By Dr. Sam Beattie, Nutrition Services
For several years, we have been writing about how malnutrition impacts hospitalization and is a leading co-factor in readmissions. A white paper outlining the evidence for the importance of nutrition in transition from the hospital is available here.
Now there is more evidence that malnutrition creates negative outcomes post discharge. A clinical study conducted by researchers at Brigham and Women’s Hospital evaluated the nutritional status of patients admitted to Intensive Care Units (ICU) and determined outcomes for those patients.
The study compared ICU outcomes for patients who were not malnourished upon admission, to those with either protein energy malnutrition (PEM) or nonspecific malnutrition. This was a relatively large study with over 3000 patients who survived hospitalization and were discharged into their homes.
Findings showed ICU patients who were malnourished upon admittance to ICU were:
- More likely to be readmitted within 30 days of discharge
- More likely to die within 90 days of discharge
In looking at the data, it is clear that PEM upon admission to ICU is a contributor to readmissions and mortality in discharged patients. Importantly, the study also found that use of various drugs increased with malnourished patients.

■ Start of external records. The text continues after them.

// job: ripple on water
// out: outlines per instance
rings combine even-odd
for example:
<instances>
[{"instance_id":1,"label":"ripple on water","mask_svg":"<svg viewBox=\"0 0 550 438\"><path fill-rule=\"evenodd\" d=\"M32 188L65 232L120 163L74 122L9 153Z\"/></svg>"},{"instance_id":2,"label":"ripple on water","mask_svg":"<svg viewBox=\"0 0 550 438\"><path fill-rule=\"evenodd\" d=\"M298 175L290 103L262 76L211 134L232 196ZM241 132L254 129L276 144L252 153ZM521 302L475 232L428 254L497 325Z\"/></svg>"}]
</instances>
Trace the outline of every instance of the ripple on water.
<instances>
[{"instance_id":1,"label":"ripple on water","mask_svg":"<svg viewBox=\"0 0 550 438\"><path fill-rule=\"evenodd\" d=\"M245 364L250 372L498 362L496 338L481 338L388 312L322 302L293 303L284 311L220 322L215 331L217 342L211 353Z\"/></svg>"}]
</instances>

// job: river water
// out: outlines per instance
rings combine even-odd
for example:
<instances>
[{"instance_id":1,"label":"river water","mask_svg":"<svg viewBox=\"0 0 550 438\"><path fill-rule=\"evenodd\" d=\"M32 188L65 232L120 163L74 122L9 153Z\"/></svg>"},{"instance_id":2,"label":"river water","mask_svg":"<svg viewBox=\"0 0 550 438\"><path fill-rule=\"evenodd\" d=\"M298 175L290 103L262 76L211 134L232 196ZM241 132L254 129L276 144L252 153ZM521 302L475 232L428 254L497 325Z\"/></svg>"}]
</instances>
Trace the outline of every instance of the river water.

The researchers underscored the importance of post-hospitalization nutrition. The fact that we discharge patients without knowing if they have food at home is a concern and has been shown to be a contributing factor to readmissions and emergency department visits.
Currently, estimates are that readmissions in the Medicare populations are costing $15 billion every year. Simply feeding people prior to admission and post discharge could go a long way to improving outcomes and reducing overall healthcare costs in the United States.
Mogensen K, et al. “The association of malnutrition and 30-day post discharge hospital readmission in ICU survivors: A registry based cohort study” SCCM 2013; Abstract 54.